Our Bureau
New Delhi
India’s factory output rebounded sharply to a two-year high of 6.7% year-on-year growth in November 2025, recovering from a meager 0.4% in October, official data showed. The Index of Industrial Production (IIP), released by the Ministry of Statistics and Programme Implementation, reflected robust manufacturing activity at 8%, fueled by basic metals, pharmaceuticals, motor vehicles, and fabricated metals. This surge signals renewed economic momentum amid post-festive normalization and strong consumption trends.
Manufacturing led the recovery with an 8% expansion, up from 2% in October, while mining output climbed 5.4% after a 1.8% contraction, driven by post-monsoon gains in iron ore and metallic minerals. Electricity generation dipped 1.5%, contrasting October’s 4.4% rise, due to seasonal winter effects. Use-based data highlighted capital goods jumping 10.4%, infrastructure goods 12.1%, and consumer durables 10.3%, underscoring investment and festive spill over demand.

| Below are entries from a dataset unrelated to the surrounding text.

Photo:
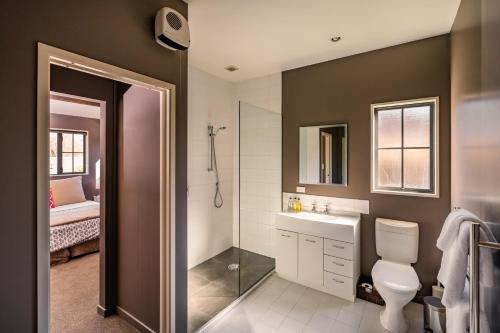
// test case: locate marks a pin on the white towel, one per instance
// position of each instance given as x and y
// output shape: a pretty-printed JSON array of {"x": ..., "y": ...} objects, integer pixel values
[
  {"x": 454, "y": 264},
  {"x": 451, "y": 226},
  {"x": 454, "y": 242}
]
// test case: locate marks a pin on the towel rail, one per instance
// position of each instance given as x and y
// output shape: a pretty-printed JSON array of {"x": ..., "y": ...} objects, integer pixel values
[{"x": 474, "y": 247}]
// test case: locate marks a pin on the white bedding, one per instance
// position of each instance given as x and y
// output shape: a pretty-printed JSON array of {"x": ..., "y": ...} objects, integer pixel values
[
  {"x": 65, "y": 235},
  {"x": 80, "y": 205}
]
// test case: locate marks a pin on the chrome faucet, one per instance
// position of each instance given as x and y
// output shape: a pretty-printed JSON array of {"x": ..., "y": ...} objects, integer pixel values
[{"x": 326, "y": 211}]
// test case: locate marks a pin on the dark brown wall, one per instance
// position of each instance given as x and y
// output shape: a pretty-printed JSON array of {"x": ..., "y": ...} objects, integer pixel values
[
  {"x": 92, "y": 126},
  {"x": 341, "y": 91},
  {"x": 118, "y": 32},
  {"x": 475, "y": 98},
  {"x": 138, "y": 205}
]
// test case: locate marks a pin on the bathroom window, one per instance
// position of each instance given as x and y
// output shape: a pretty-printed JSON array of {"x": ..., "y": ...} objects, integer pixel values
[
  {"x": 404, "y": 148},
  {"x": 68, "y": 152}
]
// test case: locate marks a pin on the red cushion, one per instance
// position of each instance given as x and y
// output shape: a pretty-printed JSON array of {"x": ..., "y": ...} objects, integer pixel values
[{"x": 51, "y": 199}]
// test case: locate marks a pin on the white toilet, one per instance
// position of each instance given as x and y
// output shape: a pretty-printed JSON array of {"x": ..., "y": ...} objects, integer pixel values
[{"x": 393, "y": 276}]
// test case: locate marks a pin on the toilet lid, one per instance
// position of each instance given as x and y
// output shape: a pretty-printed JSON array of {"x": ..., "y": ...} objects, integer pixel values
[{"x": 398, "y": 277}]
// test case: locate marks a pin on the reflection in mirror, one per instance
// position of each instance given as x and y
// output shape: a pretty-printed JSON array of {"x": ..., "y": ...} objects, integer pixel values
[{"x": 323, "y": 154}]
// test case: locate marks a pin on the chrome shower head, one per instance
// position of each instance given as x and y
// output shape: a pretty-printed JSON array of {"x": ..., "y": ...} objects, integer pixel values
[{"x": 220, "y": 129}]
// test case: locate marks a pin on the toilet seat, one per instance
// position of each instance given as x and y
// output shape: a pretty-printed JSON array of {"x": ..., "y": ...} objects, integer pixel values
[{"x": 399, "y": 278}]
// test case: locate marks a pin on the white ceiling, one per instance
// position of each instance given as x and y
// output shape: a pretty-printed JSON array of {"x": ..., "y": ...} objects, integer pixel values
[
  {"x": 268, "y": 36},
  {"x": 74, "y": 109}
]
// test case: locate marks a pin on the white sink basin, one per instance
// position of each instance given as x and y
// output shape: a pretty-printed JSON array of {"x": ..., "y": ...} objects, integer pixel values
[
  {"x": 339, "y": 227},
  {"x": 315, "y": 216}
]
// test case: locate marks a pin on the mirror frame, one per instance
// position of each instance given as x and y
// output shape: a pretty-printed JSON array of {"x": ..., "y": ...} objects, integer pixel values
[{"x": 346, "y": 126}]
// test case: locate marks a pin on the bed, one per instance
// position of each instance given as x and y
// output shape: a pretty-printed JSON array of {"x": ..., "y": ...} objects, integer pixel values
[{"x": 74, "y": 230}]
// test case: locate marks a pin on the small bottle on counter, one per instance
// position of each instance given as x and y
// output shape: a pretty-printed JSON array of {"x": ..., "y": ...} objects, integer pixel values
[{"x": 299, "y": 205}]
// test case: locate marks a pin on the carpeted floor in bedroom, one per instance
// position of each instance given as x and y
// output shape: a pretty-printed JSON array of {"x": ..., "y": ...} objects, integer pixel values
[{"x": 74, "y": 297}]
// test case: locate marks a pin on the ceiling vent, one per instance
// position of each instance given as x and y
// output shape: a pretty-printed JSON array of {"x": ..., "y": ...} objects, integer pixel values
[{"x": 231, "y": 68}]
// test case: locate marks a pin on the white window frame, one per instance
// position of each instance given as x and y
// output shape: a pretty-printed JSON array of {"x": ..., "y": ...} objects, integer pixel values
[
  {"x": 434, "y": 147},
  {"x": 86, "y": 152}
]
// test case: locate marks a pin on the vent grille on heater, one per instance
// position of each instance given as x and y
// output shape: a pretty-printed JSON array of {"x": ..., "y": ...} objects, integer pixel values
[{"x": 174, "y": 21}]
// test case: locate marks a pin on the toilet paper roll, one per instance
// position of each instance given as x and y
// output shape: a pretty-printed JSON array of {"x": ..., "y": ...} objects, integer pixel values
[{"x": 437, "y": 291}]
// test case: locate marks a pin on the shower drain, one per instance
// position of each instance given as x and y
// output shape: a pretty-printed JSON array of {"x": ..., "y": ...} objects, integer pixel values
[{"x": 233, "y": 267}]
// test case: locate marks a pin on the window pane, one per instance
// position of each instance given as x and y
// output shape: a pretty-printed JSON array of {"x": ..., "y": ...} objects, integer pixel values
[
  {"x": 53, "y": 153},
  {"x": 389, "y": 168},
  {"x": 417, "y": 125},
  {"x": 67, "y": 162},
  {"x": 53, "y": 165},
  {"x": 417, "y": 168},
  {"x": 79, "y": 142},
  {"x": 389, "y": 128},
  {"x": 78, "y": 162},
  {"x": 67, "y": 142}
]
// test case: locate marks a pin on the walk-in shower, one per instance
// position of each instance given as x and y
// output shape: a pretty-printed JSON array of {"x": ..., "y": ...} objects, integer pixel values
[
  {"x": 231, "y": 244},
  {"x": 218, "y": 200}
]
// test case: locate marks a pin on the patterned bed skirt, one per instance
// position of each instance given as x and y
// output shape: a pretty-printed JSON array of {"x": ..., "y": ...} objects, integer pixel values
[{"x": 66, "y": 235}]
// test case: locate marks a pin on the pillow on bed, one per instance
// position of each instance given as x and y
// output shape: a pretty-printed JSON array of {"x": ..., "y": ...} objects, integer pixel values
[
  {"x": 51, "y": 200},
  {"x": 67, "y": 191}
]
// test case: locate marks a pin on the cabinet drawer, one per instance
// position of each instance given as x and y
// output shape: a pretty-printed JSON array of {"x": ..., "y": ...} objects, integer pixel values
[
  {"x": 311, "y": 259},
  {"x": 338, "y": 249},
  {"x": 338, "y": 265},
  {"x": 286, "y": 246},
  {"x": 339, "y": 285}
]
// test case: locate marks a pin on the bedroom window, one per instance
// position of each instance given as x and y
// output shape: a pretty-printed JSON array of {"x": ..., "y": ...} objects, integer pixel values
[
  {"x": 404, "y": 148},
  {"x": 68, "y": 152}
]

The October slowdown stemmed from festival disruptions like Diwali, fewer working days, and base effects, with core sectors stagnating. High-frequency indicators now support the upturn: automobile production soared 22.3%, e-way bills rose 27.6%, petroleum use grew 3%, and digital payments expanded. PMI manufacturing eased slightly to 56.6 from 59.2, but services PMI improved to 59.8.
Economists view this as positive for corporate earnings in autos, manufacturing, and consumer sectors, potentially boosting investor confidence. However, challenges persist in electricity and trade-sensitive areas, with future gains tied to deals like India-US pacts.